R (Rathor) v Southampton Magistrates’ Court [2018] EWHC 3278 (Admin); Admin Court, 9th October 2018

David represented the Claimant in both the permission and substantive hearings in this case where the Claimant had been convicted of assault in his absence. The District Judge in the Magistrates’ Court had proceeded with the trial despite the Claimant (who was the Defendant in the Magistrates’ Court case) reporting he had food poisoning on the day of trial and despite the fact that he had attended three previous listings of the trial that were adjourned. The Judge, some days later, also refused to reopen the conviction when further medical evidence was provided.

David successfully argued, before Mrs Justice Andrews sitting in the Administrative Court at Bristol Civil and Family Justice Centre, that the District Judge had erred in law two material ways.

Firstly, the District Judge had failed to properly consider the test on proceeding in absence as set out in s.11 of the Magistrates’ Courts Act 1980. Whilst the District Judge had properly noted that there is a presumption of proceeding in absence, as per s.11(1)(b) of the 1980 Act, the Judge had failed to note that the presumption was qualified by the provisions of s.11(2A) of the 1980 Act, which states that the Court must not proceed if there is an acceptable reason for the non-attendance. Thus, by considering the presumption to be a default position (contrary to R (Evans) v East Lancashire Magistrates Court [2010] EWHC 2108 (Admin)) and by failing to consider the reasons given for non-attendance and decide whether the failure to attend was “designed to frustrate the process” (contrary to R v Jones (Anthony) [2001] EWCA Crim 168 and M v Burnley, Pendle and Rossendale Magistrates Court [2009] EWHC 2874 (Admin)) the decision to proceed in absence was unlawful.

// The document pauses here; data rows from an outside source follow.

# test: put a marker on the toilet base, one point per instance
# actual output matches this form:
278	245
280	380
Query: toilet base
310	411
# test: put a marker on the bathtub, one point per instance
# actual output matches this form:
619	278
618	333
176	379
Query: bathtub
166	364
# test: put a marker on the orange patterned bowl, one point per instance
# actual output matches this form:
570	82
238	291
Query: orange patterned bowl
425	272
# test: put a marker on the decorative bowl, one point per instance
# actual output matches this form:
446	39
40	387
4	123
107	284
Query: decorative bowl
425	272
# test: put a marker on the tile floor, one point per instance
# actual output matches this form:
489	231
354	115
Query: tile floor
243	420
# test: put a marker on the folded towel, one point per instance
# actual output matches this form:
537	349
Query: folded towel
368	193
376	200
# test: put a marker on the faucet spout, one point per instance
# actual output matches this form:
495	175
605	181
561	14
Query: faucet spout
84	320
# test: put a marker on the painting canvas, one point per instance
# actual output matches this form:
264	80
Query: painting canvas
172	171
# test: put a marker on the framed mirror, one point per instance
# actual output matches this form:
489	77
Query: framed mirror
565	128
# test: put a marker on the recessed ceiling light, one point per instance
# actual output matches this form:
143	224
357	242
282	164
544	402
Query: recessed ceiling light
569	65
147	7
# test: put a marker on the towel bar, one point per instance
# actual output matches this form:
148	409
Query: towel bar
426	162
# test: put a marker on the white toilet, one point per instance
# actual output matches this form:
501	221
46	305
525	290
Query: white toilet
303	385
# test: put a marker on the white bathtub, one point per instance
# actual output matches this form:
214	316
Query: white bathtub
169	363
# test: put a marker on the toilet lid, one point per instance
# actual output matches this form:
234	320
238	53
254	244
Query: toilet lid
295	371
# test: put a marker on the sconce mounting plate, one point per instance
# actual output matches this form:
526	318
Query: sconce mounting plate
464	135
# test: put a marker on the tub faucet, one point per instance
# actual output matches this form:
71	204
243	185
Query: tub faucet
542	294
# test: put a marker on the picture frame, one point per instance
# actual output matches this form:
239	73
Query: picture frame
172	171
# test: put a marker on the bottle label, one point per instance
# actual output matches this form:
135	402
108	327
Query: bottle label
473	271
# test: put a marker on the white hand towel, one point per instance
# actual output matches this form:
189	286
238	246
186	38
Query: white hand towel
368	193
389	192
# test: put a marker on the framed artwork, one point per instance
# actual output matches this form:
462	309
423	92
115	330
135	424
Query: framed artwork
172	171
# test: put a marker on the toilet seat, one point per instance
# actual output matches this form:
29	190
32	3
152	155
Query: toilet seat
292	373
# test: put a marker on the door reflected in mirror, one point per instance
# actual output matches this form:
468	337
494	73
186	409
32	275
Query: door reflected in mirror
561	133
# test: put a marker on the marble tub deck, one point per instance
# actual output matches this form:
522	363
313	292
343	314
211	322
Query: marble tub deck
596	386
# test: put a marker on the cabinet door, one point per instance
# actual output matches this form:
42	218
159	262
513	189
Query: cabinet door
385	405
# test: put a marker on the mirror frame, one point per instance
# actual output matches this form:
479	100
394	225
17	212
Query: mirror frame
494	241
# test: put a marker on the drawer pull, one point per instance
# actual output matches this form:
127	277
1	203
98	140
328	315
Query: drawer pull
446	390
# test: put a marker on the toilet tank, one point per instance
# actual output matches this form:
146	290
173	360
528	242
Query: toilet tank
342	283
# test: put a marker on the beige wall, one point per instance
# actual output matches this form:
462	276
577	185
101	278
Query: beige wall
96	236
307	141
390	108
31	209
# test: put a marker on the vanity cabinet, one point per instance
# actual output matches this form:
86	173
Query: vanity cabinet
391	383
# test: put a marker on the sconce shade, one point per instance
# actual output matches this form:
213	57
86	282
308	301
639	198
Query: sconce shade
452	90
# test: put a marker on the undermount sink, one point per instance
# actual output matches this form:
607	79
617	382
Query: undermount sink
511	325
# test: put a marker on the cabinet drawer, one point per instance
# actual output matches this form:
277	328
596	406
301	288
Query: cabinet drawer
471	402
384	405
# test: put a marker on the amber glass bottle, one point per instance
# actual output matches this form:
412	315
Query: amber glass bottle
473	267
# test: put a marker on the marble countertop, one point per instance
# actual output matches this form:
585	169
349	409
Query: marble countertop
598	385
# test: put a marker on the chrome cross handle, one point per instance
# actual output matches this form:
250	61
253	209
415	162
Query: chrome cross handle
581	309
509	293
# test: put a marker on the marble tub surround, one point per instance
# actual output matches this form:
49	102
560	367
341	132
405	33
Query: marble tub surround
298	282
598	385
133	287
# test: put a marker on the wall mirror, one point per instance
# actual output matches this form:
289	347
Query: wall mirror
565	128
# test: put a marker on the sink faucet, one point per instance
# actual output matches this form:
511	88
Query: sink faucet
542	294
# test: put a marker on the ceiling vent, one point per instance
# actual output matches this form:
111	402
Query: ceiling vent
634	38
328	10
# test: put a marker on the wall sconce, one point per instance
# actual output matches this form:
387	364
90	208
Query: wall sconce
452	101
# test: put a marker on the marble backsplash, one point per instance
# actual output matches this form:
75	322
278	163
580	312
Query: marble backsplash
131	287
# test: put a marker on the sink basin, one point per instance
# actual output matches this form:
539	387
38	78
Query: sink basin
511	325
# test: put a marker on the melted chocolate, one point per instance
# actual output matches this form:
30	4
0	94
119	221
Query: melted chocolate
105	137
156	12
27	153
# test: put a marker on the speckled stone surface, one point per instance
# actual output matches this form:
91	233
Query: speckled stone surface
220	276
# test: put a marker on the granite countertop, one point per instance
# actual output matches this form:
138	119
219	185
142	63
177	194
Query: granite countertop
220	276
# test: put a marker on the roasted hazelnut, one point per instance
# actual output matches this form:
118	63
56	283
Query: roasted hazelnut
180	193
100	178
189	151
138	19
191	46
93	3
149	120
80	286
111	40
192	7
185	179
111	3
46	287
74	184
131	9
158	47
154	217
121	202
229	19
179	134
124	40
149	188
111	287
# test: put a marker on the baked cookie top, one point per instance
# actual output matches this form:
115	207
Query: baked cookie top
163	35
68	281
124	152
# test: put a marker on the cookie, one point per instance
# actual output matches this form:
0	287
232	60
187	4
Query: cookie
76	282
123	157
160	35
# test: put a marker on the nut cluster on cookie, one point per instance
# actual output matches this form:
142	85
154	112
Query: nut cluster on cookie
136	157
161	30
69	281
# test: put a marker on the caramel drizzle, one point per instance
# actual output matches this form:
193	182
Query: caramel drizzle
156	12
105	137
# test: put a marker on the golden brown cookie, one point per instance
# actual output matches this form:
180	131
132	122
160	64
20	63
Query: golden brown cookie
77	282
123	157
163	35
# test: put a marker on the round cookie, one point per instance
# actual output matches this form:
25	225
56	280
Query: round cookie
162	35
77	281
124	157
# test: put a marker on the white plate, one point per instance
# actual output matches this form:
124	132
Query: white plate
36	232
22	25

Secondly, the District Judge had failed to properly apply the test on re-opening cases under s.142 of the 1980 Act. The Judge had determined that the power may only be used as a ‘slip rule’ and operated only to correct a mistake. The Judge had, in error, followed the reasoning in Houston v Director of Public Prosecutions [2015] EWHC 4144 (Admin) as authority for this proposition. Mrs Justice Andrews expressed caution on relying on Houston in the circumstances of the present case as this ignored the line of reasoning set out in a number of cases, most prominently R v Ealing Magistrates Court ex parte Sahota [1998] 162 JP 73 and R (Manorgale) Ltd v Thames Magistrates Court [2013] EWHC 535 Admin. Those cases were authority for the proposition that the power under s.142 of the 1980 Act is wider than a slip rule, and that the Court must consider the interests of justice in reopening a case. Mrs Justice Andrews noted that the narrow reading in Houston and the cases referred to therein all arose out of scenarios where there was little prospect of reopening, as opposed to the cases of Sahota and the present case where there were good prospects due to good reasons in the form of medical evidence for non-attendance at trial having been evidenced.

The Claimant’s conviction was quashed and the case remitted to the Magistrates’ Court.